Go to your local family court-house and ask if they have free legal advice service or people on hand who can help you choose the correct documents and help you fill out the paperwork.
Once your documents are filled out, you file them and wait for your court date. In addition to filing my court docs, I wrote a very wordy document about why I wanted to take the boys and why it benefited them. I wrote a bit about how much or little my ex was involved in my boy’s life. There is no format for this. I just winged it and wrote from the heart.
WHAT DOCUMENTS DO YOU NEED TO TRAVEL OR LIVE ABROAD WITH KIDS?
Just to summarize here are the documents you should travel with.
I spoke with several parents who travel internationally or live abroad with kids (alone). Some people I spoke with don’t even get permission from their ex. They just chance it. Others didn’t even know that they were supposed to have written permission. So technically you could always chance it and go without written permission.
Personally, I wouldn’t chance it..
You never know when you will be asked to produce documentation. So here is what I recommend you travel with..
- Always travel with a letter from the other parent. It should give you permission to travel with the kids and it should be dated and signed. Many government sites say that the letter should be notarized but so far I have only used NON notarized documents.
- I Also bring a copy of my child’s birth certificate which shows who the parents are. I have a friend (Talon, a single dad )who adopted his son and on the birth certificate it only shows him as the father the mother area is left blank so he doesn’t need to show any other documentation. Although he did say that he travels with the adoption papers just in case but that no one has even asked him to show any proof of the mothers permission.
- A copy of your spouse or the other parents ID. Preferably a passport if you can manage. I have a copy of my husbands but not my ex.
If you can’t get a letter of approval than you will have to get a court order like i did. Be very careful of the wording you use in the court order.
Will you travel with the kids on vacations? Will you live abroad for a year? What countries? Will you travel nomadically during a period of time? For how long? What about the kids education? Health Insurance? How will they communicate with the other parent while abroad?
These are all things I had to consider and answer and you may need to do the same for your court order.
ps: I wanted to add one thing.
Not many people know this story including my friends.
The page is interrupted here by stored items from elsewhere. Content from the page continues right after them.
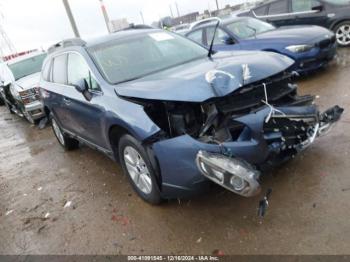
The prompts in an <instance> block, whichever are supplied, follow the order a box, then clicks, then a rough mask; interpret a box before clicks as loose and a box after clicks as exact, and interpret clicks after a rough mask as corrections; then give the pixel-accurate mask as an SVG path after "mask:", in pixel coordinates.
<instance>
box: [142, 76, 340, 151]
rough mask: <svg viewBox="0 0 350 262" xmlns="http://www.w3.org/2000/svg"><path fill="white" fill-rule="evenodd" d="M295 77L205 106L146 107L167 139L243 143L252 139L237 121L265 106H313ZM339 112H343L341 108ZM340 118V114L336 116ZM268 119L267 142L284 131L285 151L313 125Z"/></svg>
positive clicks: (281, 106)
mask: <svg viewBox="0 0 350 262" xmlns="http://www.w3.org/2000/svg"><path fill="white" fill-rule="evenodd" d="M293 77H294V75H293V74H291V73H286V72H284V73H282V74H279V75H278V76H274V77H271V78H268V79H264V81H261V82H259V83H254V84H251V85H248V86H244V87H242V88H240V89H239V90H237V91H236V92H233V93H232V94H231V95H228V96H226V97H221V98H214V99H211V100H209V101H206V102H204V103H190V102H163V101H150V100H148V101H144V103H143V104H144V106H145V111H146V113H147V114H148V115H149V116H150V118H151V119H152V120H153V121H154V122H155V123H156V124H157V125H158V126H159V127H160V128H161V129H162V130H163V131H164V133H165V136H166V137H168V138H171V137H176V136H181V135H184V134H188V135H190V136H191V137H193V138H196V139H198V140H200V141H202V142H205V143H214V144H220V143H223V142H226V141H235V140H240V141H244V140H249V139H251V138H250V136H249V130H248V129H247V128H246V127H245V125H244V124H242V123H240V122H238V121H235V118H238V117H240V116H242V115H245V114H249V113H252V112H254V111H257V110H259V109H260V108H261V107H266V106H271V107H272V108H277V107H300V106H308V105H312V104H313V101H314V97H313V96H310V95H307V96H298V95H297V85H296V84H293ZM265 90H266V97H265ZM266 100H267V101H266ZM272 110H273V109H272ZM339 111H341V112H342V110H340V109H339ZM341 112H338V113H340V114H341ZM339 116H340V115H339V114H337V115H336V116H334V117H335V118H338V117H339ZM311 118H312V117H311ZM269 120H270V121H268V122H266V125H265V127H264V132H266V137H267V139H269V140H273V138H272V137H271V136H269V135H270V133H271V132H272V133H273V132H274V131H275V132H279V133H280V132H284V134H285V135H284V137H285V139H286V143H285V147H286V148H290V147H291V146H293V145H295V144H298V143H301V142H303V141H305V140H306V139H307V137H308V135H307V134H308V133H307V130H308V128H309V127H310V124H311V125H312V124H313V122H314V121H313V120H314V119H313V118H312V119H311V120H310V119H298V120H296V119H293V117H290V116H288V115H285V116H283V114H280V115H279V117H278V119H274V118H270V119H269ZM336 120H337V119H335V121H336ZM310 121H311V122H310ZM289 126H290V127H289ZM291 136H292V137H293V139H292V138H291Z"/></svg>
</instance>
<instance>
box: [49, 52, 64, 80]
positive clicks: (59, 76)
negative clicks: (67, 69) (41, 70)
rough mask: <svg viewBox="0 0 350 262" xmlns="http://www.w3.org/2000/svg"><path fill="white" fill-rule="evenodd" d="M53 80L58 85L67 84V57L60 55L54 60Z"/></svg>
mask: <svg viewBox="0 0 350 262" xmlns="http://www.w3.org/2000/svg"><path fill="white" fill-rule="evenodd" d="M51 80H52V82H54V83H57V84H66V83H67V55H59V56H56V57H55V58H54V59H53V63H52V79H51Z"/></svg>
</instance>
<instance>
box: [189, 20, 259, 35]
mask: <svg viewBox="0 0 350 262" xmlns="http://www.w3.org/2000/svg"><path fill="white" fill-rule="evenodd" d="M246 19H253V18H252V17H236V16H234V17H229V18H224V19H221V20H220V24H221V25H227V24H230V23H232V22H236V21H240V20H246ZM216 23H217V21H209V22H207V23H205V24H202V25H198V26H196V27H195V28H193V29H192V30H190V31H189V32H192V31H195V30H197V29H200V28H205V27H208V26H215V25H216ZM189 32H188V33H189Z"/></svg>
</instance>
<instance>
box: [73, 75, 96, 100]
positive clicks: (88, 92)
mask: <svg viewBox="0 0 350 262" xmlns="http://www.w3.org/2000/svg"><path fill="white" fill-rule="evenodd" d="M73 86H74V87H75V89H76V90H77V91H78V92H79V93H82V95H83V96H84V98H85V99H86V100H87V101H91V99H92V94H91V93H90V92H89V85H88V83H87V82H86V80H85V79H84V78H82V79H79V80H78V81H77V82H76V83H75V84H73Z"/></svg>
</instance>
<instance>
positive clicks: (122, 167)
mask: <svg viewBox="0 0 350 262" xmlns="http://www.w3.org/2000/svg"><path fill="white" fill-rule="evenodd" d="M118 151H119V157H120V163H121V165H122V168H123V170H124V173H125V174H126V175H127V176H128V179H129V181H130V183H131V185H132V187H133V188H134V190H135V191H136V192H137V194H138V195H139V196H140V197H141V198H142V199H143V200H145V201H147V202H149V203H151V204H154V205H156V204H159V203H160V202H161V200H162V199H161V196H160V191H159V187H158V183H157V179H156V175H155V174H156V173H155V170H154V169H153V167H152V164H151V161H150V160H149V157H148V154H147V152H146V150H145V148H144V147H143V146H142V145H141V143H140V142H139V141H137V140H136V139H135V138H134V137H132V136H130V135H124V136H123V137H122V138H121V139H120V140H119V150H118Z"/></svg>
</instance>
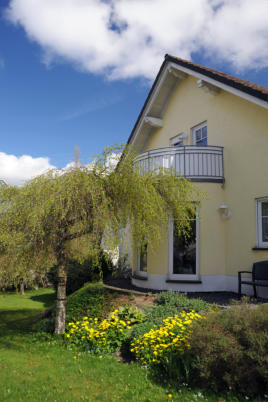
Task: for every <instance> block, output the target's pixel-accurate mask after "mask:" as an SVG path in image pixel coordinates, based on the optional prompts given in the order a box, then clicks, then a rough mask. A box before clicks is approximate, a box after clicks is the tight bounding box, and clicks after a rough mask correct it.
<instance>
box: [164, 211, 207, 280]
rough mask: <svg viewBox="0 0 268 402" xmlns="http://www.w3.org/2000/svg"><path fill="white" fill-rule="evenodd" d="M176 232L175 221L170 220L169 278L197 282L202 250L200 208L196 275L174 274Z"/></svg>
mask: <svg viewBox="0 0 268 402" xmlns="http://www.w3.org/2000/svg"><path fill="white" fill-rule="evenodd" d="M173 231H174V220H173V219H172V218H170V219H169V251H168V278H169V279H173V280H182V281H190V280H192V281H196V280H199V279H200V273H199V255H200V252H199V248H200V221H199V207H197V208H196V239H195V240H196V260H195V265H196V270H195V272H196V273H195V274H194V275H190V274H173V242H174V238H173V233H174V232H173Z"/></svg>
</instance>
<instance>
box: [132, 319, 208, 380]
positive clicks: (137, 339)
mask: <svg viewBox="0 0 268 402" xmlns="http://www.w3.org/2000/svg"><path fill="white" fill-rule="evenodd" d="M201 319H205V317H204V316H201V315H199V314H198V313H196V312H194V311H191V312H189V313H186V312H185V311H182V312H181V313H179V314H178V315H177V314H176V315H175V316H174V317H168V318H166V319H164V320H163V323H162V325H161V326H160V327H159V328H157V327H156V326H155V327H156V328H152V329H151V330H150V331H149V332H146V333H145V334H144V335H141V336H139V337H138V338H134V340H133V342H132V343H131V349H130V351H131V352H132V353H133V354H134V355H135V356H136V358H137V359H138V360H139V361H140V362H141V363H142V364H145V365H147V366H149V367H150V368H151V369H152V370H155V369H156V372H158V374H159V371H161V372H163V373H164V375H165V377H166V378H171V379H172V378H173V373H174V372H176V376H177V379H178V380H180V381H181V379H183V380H184V379H186V380H188V378H187V377H188V369H189V368H188V367H187V366H188V360H187V359H185V354H184V353H183V352H184V351H185V350H187V349H189V348H190V347H191V345H190V343H189V338H190V335H191V332H192V324H193V322H194V321H196V320H201Z"/></svg>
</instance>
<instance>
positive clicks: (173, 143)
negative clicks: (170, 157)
mask: <svg viewBox="0 0 268 402" xmlns="http://www.w3.org/2000/svg"><path fill="white" fill-rule="evenodd" d="M187 137H188V135H187V134H184V133H181V134H178V135H176V136H175V137H172V138H170V141H169V145H170V146H171V147H176V146H178V144H181V145H179V146H184V141H183V140H185V139H186V138H187Z"/></svg>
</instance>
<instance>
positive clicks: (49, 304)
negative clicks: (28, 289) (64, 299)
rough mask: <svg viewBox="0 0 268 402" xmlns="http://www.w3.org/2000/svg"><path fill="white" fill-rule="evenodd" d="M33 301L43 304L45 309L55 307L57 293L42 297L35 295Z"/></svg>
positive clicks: (40, 296)
mask: <svg viewBox="0 0 268 402" xmlns="http://www.w3.org/2000/svg"><path fill="white" fill-rule="evenodd" d="M30 299H31V300H33V301H36V302H39V303H43V306H44V307H45V308H49V307H53V305H54V303H55V301H56V293H55V292H54V293H44V294H41V295H35V296H31V297H30Z"/></svg>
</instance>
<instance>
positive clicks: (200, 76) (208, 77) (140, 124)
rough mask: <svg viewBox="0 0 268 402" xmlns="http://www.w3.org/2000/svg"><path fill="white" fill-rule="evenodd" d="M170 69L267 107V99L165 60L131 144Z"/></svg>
mask: <svg viewBox="0 0 268 402" xmlns="http://www.w3.org/2000/svg"><path fill="white" fill-rule="evenodd" d="M172 69H173V71H174V70H175V71H176V70H177V71H180V72H183V73H186V74H187V75H191V76H193V77H196V78H197V79H198V80H202V81H204V82H207V83H209V84H211V85H213V86H215V87H217V88H220V89H223V90H224V91H226V92H230V93H232V94H233V95H236V96H239V97H240V98H243V99H245V100H247V101H249V102H252V103H255V104H257V105H258V106H262V107H264V108H265V109H268V102H267V101H264V100H261V99H259V98H256V97H255V96H253V95H249V94H247V93H245V92H243V91H240V90H239V89H236V88H233V87H231V86H230V85H227V84H223V83H221V82H219V81H217V80H216V79H213V78H210V77H207V76H206V75H204V74H201V73H198V72H196V71H193V70H191V69H190V68H187V67H182V66H180V65H178V64H176V63H174V62H171V61H169V62H167V64H166V65H165V67H164V68H163V71H162V72H161V74H160V76H159V78H158V82H156V85H155V88H154V89H153V92H152V93H151V95H150V97H149V99H148V101H147V104H146V106H145V108H144V110H143V113H142V115H141V116H140V118H139V121H138V124H137V127H136V129H135V131H134V132H133V134H132V138H131V140H130V144H132V145H133V144H134V143H135V141H136V138H137V136H138V135H139V132H140V130H141V128H142V125H143V124H144V118H145V116H147V113H148V111H149V110H150V108H151V106H152V104H153V102H154V100H155V98H156V96H157V95H158V93H159V91H160V89H161V87H162V85H163V84H164V81H165V79H166V77H167V75H168V74H171V70H172ZM181 79H182V78H180V79H178V82H180V80H181ZM167 101H169V98H168V99H167V100H166V101H164V104H166V103H167Z"/></svg>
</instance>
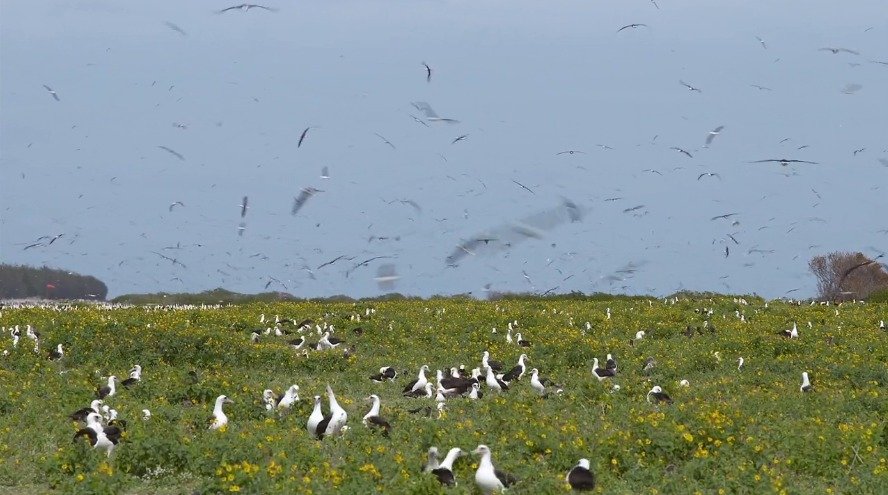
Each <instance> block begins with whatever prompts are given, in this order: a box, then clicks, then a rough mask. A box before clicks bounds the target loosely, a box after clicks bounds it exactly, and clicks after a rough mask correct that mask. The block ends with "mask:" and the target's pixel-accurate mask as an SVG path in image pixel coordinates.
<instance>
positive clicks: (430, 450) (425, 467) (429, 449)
mask: <svg viewBox="0 0 888 495" xmlns="http://www.w3.org/2000/svg"><path fill="white" fill-rule="evenodd" d="M438 466H440V464H438V448H437V447H429V453H428V461H426V466H425V468H423V470H422V472H423V473H431V472H432V471H433V470H435V469H438Z"/></svg>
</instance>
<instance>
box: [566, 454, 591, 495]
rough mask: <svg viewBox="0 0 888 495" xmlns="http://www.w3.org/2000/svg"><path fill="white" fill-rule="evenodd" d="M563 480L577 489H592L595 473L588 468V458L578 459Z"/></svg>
mask: <svg viewBox="0 0 888 495" xmlns="http://www.w3.org/2000/svg"><path fill="white" fill-rule="evenodd" d="M565 481H567V483H568V484H569V485H570V487H571V488H573V489H574V490H577V491H586V490H594V489H595V475H594V474H593V473H592V471H591V470H590V469H589V459H580V462H578V463H577V465H576V466H574V467H573V469H571V470H570V471H568V473H567V477H565Z"/></svg>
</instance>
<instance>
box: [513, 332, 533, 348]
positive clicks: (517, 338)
mask: <svg viewBox="0 0 888 495" xmlns="http://www.w3.org/2000/svg"><path fill="white" fill-rule="evenodd" d="M515 342H516V343H518V345H520V346H521V347H530V346H531V345H533V343H531V342H530V341H529V340H524V337H522V336H521V332H518V338H517V340H515Z"/></svg>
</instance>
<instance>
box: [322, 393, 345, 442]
mask: <svg viewBox="0 0 888 495" xmlns="http://www.w3.org/2000/svg"><path fill="white" fill-rule="evenodd" d="M327 399H328V400H329V401H330V417H328V418H324V421H321V424H320V425H318V428H320V427H321V426H323V425H324V422H327V428H326V429H325V430H324V435H326V436H330V435H338V434H340V433H341V432H342V427H343V426H345V422H346V421H347V420H348V414H347V413H346V412H345V409H343V408H342V407H340V406H339V402H337V401H336V396H335V395H333V389H332V388H331V387H330V385H327Z"/></svg>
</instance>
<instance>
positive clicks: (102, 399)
mask: <svg viewBox="0 0 888 495" xmlns="http://www.w3.org/2000/svg"><path fill="white" fill-rule="evenodd" d="M141 381H142V367H141V366H140V365H138V364H136V365H134V366H133V367H132V369H130V375H129V378H127V379H126V380H123V382H121V384H122V385H123V386H124V387H127V388H128V387H132V386H134V385H136V384H138V383H139V382H141ZM116 395H117V377H116V376H115V375H111V376H109V377H108V383H107V385H104V386H101V387H99V388H98V389H96V399H94V400H93V401H92V402H91V403H90V405H89V407H84V408H83V409H78V410H77V411H74V412H73V413H72V414H71V416H70V418H71V420H73V421H80V422H83V423H85V428H81V429H80V430H78V431H77V433H75V434H74V441H75V442H76V441H77V439H78V438H80V437H82V436H86V437H87V439H88V440H89V443H90V445H91V446H92V447H93V448H94V449H98V450H104V451H105V453H106V455H108V456H110V455H111V452H112V451H113V450H114V447H115V446H117V444H118V443H120V438H121V435H122V434H123V431H124V429H126V421H124V420H121V419H118V418H117V410H116V409H113V408H111V407H110V406H109V405H108V404H106V403H105V401H106V400H108V399H110V398H112V397H114V396H116ZM150 418H151V411H149V410H148V409H142V419H144V420H146V421H147V420H148V419H150Z"/></svg>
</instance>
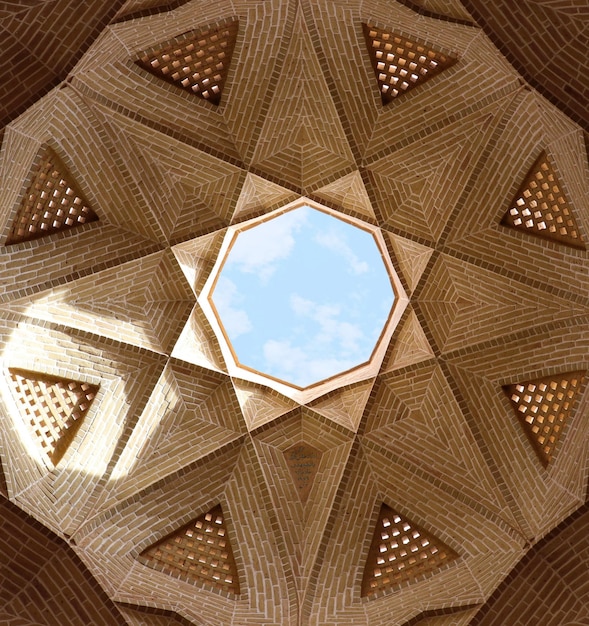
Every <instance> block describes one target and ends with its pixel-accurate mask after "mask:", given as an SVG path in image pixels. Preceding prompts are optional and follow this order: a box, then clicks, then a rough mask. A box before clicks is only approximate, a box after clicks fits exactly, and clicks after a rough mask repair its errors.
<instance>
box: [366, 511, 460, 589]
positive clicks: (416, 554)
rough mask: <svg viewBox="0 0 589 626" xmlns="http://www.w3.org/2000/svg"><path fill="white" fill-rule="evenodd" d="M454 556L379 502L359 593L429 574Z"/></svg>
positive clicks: (441, 565)
mask: <svg viewBox="0 0 589 626" xmlns="http://www.w3.org/2000/svg"><path fill="white" fill-rule="evenodd" d="M457 558H458V554H456V552H454V550H452V548H450V547H448V546H446V545H445V544H444V543H443V542H442V541H440V540H439V539H437V538H435V537H433V536H432V535H430V534H429V533H427V532H426V531H424V530H422V529H421V528H419V527H418V526H416V525H415V524H413V523H411V522H409V521H408V520H407V519H405V518H404V517H402V516H401V515H399V514H398V513H395V511H393V509H391V508H390V507H389V506H387V505H386V504H384V503H383V504H382V505H381V508H380V513H379V515H378V521H377V522H376V528H375V529H374V537H373V539H372V544H371V546H370V551H369V553H368V558H367V559H366V565H365V568H364V577H363V579H362V595H363V596H369V595H372V594H374V593H376V592H377V591H381V590H384V589H388V588H390V587H394V586H395V585H398V584H400V583H403V582H407V581H411V580H414V579H416V578H419V577H421V576H424V575H427V574H430V573H432V572H434V571H435V570H437V569H438V568H439V567H441V566H442V565H445V564H446V563H449V562H450V561H453V560H454V559H457Z"/></svg>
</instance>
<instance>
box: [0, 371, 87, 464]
mask: <svg viewBox="0 0 589 626" xmlns="http://www.w3.org/2000/svg"><path fill="white" fill-rule="evenodd" d="M9 371H10V379H11V382H12V388H13V392H14V395H15V398H16V401H17V403H18V406H19V409H20V411H21V414H22V416H23V418H24V419H25V421H26V422H27V423H28V425H29V426H30V428H31V430H32V431H33V434H34V435H35V438H36V440H37V442H38V443H39V444H40V446H41V449H42V450H43V452H44V453H45V455H46V456H47V457H48V459H49V460H50V461H51V463H53V465H57V464H58V463H59V461H60V459H61V458H62V457H63V455H64V454H65V451H66V450H67V448H68V446H69V445H70V443H71V442H72V440H73V438H74V436H75V434H76V432H77V431H78V429H79V428H80V426H81V424H82V420H83V419H84V416H85V415H86V413H87V412H88V409H89V408H90V405H91V404H92V400H93V399H94V397H95V396H96V394H97V392H98V387H97V386H96V385H90V384H89V383H81V382H78V381H75V380H66V379H60V378H56V377H54V376H46V375H44V374H38V373H35V372H27V371H24V370H19V369H10V370H9Z"/></svg>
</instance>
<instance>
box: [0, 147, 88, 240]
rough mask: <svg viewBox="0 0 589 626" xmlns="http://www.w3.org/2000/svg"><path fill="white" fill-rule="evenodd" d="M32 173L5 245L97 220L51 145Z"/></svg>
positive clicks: (46, 149) (34, 168)
mask: <svg viewBox="0 0 589 626" xmlns="http://www.w3.org/2000/svg"><path fill="white" fill-rule="evenodd" d="M31 176H32V181H31V184H30V186H29V188H28V190H27V192H26V194H25V195H24V196H23V198H22V201H21V204H20V207H19V209H18V213H17V214H16V217H15V218H14V222H13V223H12V226H11V228H10V233H9V234H8V237H7V238H6V245H11V244H15V243H21V242H22V241H30V240H31V239H38V238H39V237H44V236H45V235H49V234H51V233H54V232H57V231H60V230H65V229H68V228H73V227H75V226H80V225H81V224H85V223H86V222H93V221H95V220H97V219H98V216H97V215H96V213H94V211H93V210H92V209H91V208H90V207H89V206H88V203H87V202H86V201H85V200H84V197H83V196H82V193H81V192H80V191H79V189H78V188H77V186H76V185H75V183H74V182H73V180H72V177H71V175H70V174H69V172H68V171H67V169H66V168H65V166H64V165H63V163H62V162H61V160H60V159H59V157H58V156H57V154H55V152H54V151H53V150H52V149H51V148H49V147H44V148H43V149H42V150H41V151H40V152H39V154H38V155H37V157H36V159H35V165H34V166H33V170H32V171H31Z"/></svg>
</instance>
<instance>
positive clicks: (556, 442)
mask: <svg viewBox="0 0 589 626" xmlns="http://www.w3.org/2000/svg"><path fill="white" fill-rule="evenodd" d="M584 379H585V372H567V373H566V374H560V375H555V376H546V377H545V378H539V379H537V380H531V381H526V382H522V383H517V384H515V385H505V386H504V387H503V391H504V392H505V393H506V395H507V397H508V398H509V399H510V400H511V404H512V405H513V408H514V410H515V414H516V415H517V417H518V419H519V420H520V422H521V424H522V426H523V428H524V430H525V432H526V435H527V436H528V438H529V439H530V442H531V443H532V446H533V447H534V450H535V451H536V454H537V455H538V457H539V458H540V461H542V463H543V465H544V466H545V467H546V466H547V465H548V464H549V463H550V461H551V460H552V457H553V455H554V449H555V447H556V445H557V443H558V441H559V439H560V437H561V436H562V432H563V430H564V428H565V426H566V423H567V420H568V418H569V416H570V414H571V411H572V409H573V406H574V403H575V398H576V397H577V394H578V393H579V391H580V389H581V386H582V384H583V382H584Z"/></svg>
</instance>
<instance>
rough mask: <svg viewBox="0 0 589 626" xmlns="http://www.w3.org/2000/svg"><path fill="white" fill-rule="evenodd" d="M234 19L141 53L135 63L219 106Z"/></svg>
mask: <svg viewBox="0 0 589 626" xmlns="http://www.w3.org/2000/svg"><path fill="white" fill-rule="evenodd" d="M237 28H238V22H237V20H232V21H230V22H228V23H227V24H225V25H224V26H215V27H214V28H208V29H206V30H200V31H198V32H194V33H191V34H190V35H188V36H187V37H183V38H182V40H181V41H175V42H173V43H170V44H162V45H161V46H160V47H159V48H154V49H152V50H149V51H146V52H144V53H143V54H142V55H141V57H140V58H139V59H138V60H137V61H136V62H137V64H138V65H140V66H141V67H142V68H144V69H146V70H147V71H148V72H151V73H152V74H153V75H154V76H157V77H158V78H162V79H163V80H165V81H167V82H169V83H171V84H173V85H176V86H177V87H180V88H181V89H184V90H185V91H188V92H189V93H192V94H194V95H196V96H199V97H200V98H203V99H204V100H207V101H208V102H211V103H213V104H219V103H220V101H221V94H222V92H223V87H224V85H225V80H226V78H227V73H228V72H229V64H230V63H231V57H232V55H233V50H234V48H235V42H236V40H237Z"/></svg>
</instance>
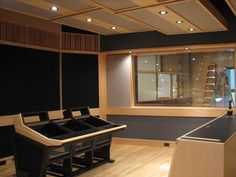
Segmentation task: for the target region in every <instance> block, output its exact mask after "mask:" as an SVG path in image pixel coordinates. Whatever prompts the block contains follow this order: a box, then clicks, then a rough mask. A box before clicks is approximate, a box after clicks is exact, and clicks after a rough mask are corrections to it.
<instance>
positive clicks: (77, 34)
mask: <svg viewBox="0 0 236 177" xmlns="http://www.w3.org/2000/svg"><path fill="white" fill-rule="evenodd" d="M80 41H81V35H80V34H76V36H75V48H76V50H81V43H80Z"/></svg>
I think a lot of them will be very shocked to find out about this private matter.
I was going to keep it private but I think and I hope in the least that my transparency and my struggles will inspire and empower other single parents and blended families not to fear un-cooperative ex spouses. I always advocate amicable relationships with ex’s but that’s just not always possible is it? You have to do what is best for the kids and that is what I did.
FINAL THOUGHTS: You Don’t Have To Agree With Me
I realize there may be some of you who disagree with the idea of travelling and living abroad with kids. You are entitled to that opinion.
I lived abroad and travelled a lot as a child and I am so grateful my parents gave me that opportunity. So much so that I want to give my kids the same gift that I received.
My kids are experiencing other cultures and seeing the way other people live first hand not to mention the fact that they are fluent in French now.
These are all things they would normally do and see in a classroom or some textbook but are getting to experience first hand. Plus they are learning to be more creative which makes for better problem solvers who can adapt better to change in this world.
It took a lot of sacrifice on my part and my husband’s part to take the kids abroad but it’s totally worth it.